Dans les circonstances, doit-on bannir cette habitude dont les répercussions pour la santé sont dramatiques? La question demeure entière. Plus facile à dire qu’à faire, diront certains. Et ils n’ont pas tort. Coup d’œil sur toute la question légale qui balise le tabagisme et la consommation du cannabis en copropriété.   

Interdiction de fumer dans les parties communes 

La Loi concernant la lutte contre le tabagisme interdit à quiconque de fumer dans des lieux publics fermés. Cette interdiction vise, entre autres, les aires communes fermées de tout immeuble détenu en copropriété qui loge deux unités d’habitation et plus.

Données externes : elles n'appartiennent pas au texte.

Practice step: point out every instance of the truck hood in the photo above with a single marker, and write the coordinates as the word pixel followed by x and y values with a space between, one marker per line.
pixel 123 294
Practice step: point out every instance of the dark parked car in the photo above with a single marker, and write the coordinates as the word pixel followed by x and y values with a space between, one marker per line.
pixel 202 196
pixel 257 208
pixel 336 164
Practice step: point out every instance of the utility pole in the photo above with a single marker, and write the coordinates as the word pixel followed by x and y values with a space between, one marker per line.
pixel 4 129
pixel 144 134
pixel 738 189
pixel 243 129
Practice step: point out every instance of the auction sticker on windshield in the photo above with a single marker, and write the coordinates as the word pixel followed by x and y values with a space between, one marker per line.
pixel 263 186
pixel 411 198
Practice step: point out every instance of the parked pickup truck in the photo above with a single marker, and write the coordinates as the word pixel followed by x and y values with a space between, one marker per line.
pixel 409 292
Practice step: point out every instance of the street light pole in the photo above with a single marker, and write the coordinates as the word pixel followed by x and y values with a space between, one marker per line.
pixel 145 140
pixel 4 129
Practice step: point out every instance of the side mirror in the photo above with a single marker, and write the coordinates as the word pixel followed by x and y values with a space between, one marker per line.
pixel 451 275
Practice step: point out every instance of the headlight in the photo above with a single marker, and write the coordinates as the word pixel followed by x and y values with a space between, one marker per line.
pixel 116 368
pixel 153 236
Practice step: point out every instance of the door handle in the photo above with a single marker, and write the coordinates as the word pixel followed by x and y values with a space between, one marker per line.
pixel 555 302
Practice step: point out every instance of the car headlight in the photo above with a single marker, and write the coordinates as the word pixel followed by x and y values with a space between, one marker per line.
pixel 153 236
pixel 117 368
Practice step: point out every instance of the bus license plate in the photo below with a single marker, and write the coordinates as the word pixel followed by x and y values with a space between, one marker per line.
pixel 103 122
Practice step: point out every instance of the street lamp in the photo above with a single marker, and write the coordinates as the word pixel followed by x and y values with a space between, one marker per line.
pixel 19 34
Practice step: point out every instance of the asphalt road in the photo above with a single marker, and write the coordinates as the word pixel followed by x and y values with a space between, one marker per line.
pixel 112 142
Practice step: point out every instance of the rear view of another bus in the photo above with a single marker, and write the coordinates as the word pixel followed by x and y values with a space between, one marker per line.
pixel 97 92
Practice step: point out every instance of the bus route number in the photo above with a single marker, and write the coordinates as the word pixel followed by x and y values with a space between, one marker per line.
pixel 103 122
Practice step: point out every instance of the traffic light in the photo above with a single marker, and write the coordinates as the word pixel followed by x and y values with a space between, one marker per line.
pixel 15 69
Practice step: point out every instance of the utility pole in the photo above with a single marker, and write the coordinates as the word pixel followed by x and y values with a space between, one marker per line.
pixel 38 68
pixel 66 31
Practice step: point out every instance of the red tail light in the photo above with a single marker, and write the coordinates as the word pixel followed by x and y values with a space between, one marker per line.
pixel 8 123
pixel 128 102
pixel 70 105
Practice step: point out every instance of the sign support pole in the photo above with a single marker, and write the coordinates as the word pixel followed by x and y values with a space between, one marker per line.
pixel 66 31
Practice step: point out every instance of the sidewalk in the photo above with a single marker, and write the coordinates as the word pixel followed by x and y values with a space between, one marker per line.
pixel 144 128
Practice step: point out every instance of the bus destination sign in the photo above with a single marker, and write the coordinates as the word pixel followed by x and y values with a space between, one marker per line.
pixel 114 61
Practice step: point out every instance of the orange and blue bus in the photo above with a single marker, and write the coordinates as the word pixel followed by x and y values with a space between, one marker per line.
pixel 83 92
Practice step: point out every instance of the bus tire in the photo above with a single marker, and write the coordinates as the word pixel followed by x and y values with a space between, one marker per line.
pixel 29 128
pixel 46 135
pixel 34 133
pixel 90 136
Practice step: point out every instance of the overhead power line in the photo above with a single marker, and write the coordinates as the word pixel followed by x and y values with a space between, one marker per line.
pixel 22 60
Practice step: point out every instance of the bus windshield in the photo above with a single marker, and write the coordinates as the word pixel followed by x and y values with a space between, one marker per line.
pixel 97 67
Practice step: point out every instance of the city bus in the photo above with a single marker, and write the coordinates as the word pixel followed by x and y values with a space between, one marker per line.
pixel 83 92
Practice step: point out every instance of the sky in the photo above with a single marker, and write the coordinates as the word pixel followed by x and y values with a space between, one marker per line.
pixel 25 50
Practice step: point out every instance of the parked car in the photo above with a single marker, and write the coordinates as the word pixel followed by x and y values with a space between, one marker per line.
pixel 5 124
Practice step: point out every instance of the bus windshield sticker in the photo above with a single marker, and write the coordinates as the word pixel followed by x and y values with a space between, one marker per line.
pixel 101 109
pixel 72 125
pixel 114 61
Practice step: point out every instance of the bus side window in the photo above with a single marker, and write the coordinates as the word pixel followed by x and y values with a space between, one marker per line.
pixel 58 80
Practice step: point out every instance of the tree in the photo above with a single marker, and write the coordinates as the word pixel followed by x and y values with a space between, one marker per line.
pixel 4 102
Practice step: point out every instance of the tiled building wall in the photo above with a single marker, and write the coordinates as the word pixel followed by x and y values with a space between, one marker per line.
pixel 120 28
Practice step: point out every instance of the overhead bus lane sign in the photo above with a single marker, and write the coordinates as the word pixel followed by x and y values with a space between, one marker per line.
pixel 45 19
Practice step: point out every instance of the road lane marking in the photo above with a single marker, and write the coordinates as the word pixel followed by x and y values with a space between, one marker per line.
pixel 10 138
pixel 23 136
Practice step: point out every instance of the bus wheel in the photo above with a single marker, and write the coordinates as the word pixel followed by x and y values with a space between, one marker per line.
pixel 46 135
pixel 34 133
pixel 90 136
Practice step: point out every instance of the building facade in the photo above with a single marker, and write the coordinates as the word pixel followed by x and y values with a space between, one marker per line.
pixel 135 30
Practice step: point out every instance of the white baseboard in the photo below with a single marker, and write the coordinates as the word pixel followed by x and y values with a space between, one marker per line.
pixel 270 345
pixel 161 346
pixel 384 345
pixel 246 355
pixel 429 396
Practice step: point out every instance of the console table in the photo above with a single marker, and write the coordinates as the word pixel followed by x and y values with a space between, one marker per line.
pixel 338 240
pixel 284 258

Les terrasses et les aires extérieures exploitées dans le cadre d’une activité commerciale sont aussi visées par cette interdiction. Le terme « fumer » « vise également l’usage d’une cigarette électronique ou de tout autre dispositif de cette nature », tandis que le mot "tabac" "comprend les accessoires tels les tubes, les pipes et fume-cigarettes" (art. 1.1).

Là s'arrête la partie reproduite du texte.